Desde março de 2020, a professora-associada Fernanda Dreux Miranda Fernandes do curso de Fonoaudiologia da Faculdade de Medicina da USP, que coordena um laboratório de atendimento fonoaudiológico para crianças do espectro autista e fornece serviços assistenciais em conjunto com seus alunos, teve de realizar uma brusca transição para dar continuidade ao atendimento durante a pandemia. O projeto atende 63 crianças e estão envolvidos seis alunos de graduação, três de especialização e quatro de pós-graduação stricto sensu e uma doutora.
O atendimento fonoaudiológico de crianças do espectro autista integra uma série de práticas que buscam o desenvolvimento sócio-cognitivo no uso funcional da linguagem, ou seja, tem a intenção de facilitar as interações sociais e a comunicação verbal e não verbal das crianças.
Por conta da pandemia, o Conselho Federal de Fonoaudiologia (CFFa) permitiu a realização de teleatendimento fonoaudiológico durante o período de isolamento social, atividade que até então era proibida, a não ser quando realizada em função de pesquisas e projetos de extensão.
Como a professora afirma, a ideia nessa mudança era “além de manter a formação dos alunos, manter o vínculo e o processo terapêutico com a criança, que não podia ser abandonada”. A organização de toda a estrutura para o atendimento levou cerca de duas semanas e agora, segundo a docente, é possível ver que tanto os alunos quanto os pacientes estão se desenvolvendo e se empenhando em fazer tudo acontecer da melhor forma possível.

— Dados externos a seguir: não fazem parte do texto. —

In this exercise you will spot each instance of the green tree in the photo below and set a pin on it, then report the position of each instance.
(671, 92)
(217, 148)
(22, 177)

Um ponto interessante que pôde ser explorado no teleatendimento foi a maior facilidade das crianças com meios não pessoais de comunicação, que, segundo Fernanda, se demonstram mais confortáveis e adaptadas ao teleatendimento. “Um grupo de mais ou menos 30% deles parece preferir o teleatendimento, a interação através do computador. Eu acho que a gente vai ter uma área para trabalhar, quando o atendimento presencial ou quando os contatos poderem ser próximos, fisicamente mais próximos, em que essas crianças talvez tenham um tipo de dificuldade diferente. Talvez tenhamos que focar mais no contato pessoal, não através do computador”.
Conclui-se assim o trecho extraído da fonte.